- #1

paolostinz

- 25

- 1

## Homework Statement

An elevator that contains three passengers with masses of 72 kg, 84 kg, and 35 kg respectively has a combined mass of 1030 kg. The cable attached to the elevator exerts an upward force of 1.20 x 10^4 N, but friction opposing the motion of the elevator is 1.40 x 10^3 N.

- Draw a free-body diagram of all the forces acting on the elevator.

- Calculate the net acceleration of the elevator and its passengers.

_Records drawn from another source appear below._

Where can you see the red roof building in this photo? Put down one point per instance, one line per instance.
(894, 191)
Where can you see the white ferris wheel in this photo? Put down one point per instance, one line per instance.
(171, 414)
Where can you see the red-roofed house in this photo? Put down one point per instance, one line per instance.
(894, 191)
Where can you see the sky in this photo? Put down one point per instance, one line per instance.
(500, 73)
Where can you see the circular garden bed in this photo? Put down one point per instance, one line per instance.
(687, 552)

- Draw a free-body diagram of all the forces acting on the 35 kg passenger

-Calculate the force normal acting on this passenger.

-Determine the velocity of the elevator 12.0 s after the passengers have entered the elevator.

## Homework Equations

F=ma

F_g=mg

F net= F_a + F_f

d=vt + 1/2at

v_2=v_1 + at

## The Attempt at a Solution

This question has me all kinds of confused, but here's my initial attempt.

My diagram has F_a (upward direction) as 1.20 x 10^4 N and F_f (downward direction) as 1.20 x 10^3 N. So then I use the formula F=mg, F=(1030 kg) (9.8 m/s^2 [down]), F=1.01 x 10^4 N [down]. I then add this force with F_a and F_f:

F net= F_a + F_f + Fg

F net= 2.07 x 10^4 [down]

F=ma

a=F/m

a=2.07 x 10^4 N[down] / 1030 kg

a=20.1 m/s^2 [down]

Now for the 35 kg person:

F_g=mg

F_g=(35 kg)(9.8 m/s^2 [down])

F_g=343 N [down]

F net= F_a + F_f + F_g

F net= 1.03 x 10^4 N [up]

This is where I start doubting myself, I feel like because the original net force had the elevator moving in the down direction that it should still be going in the same direction. I don't know if that makes sense though since that was using 3 combined masses within the calculations. Any guidance would greatly be appreciated.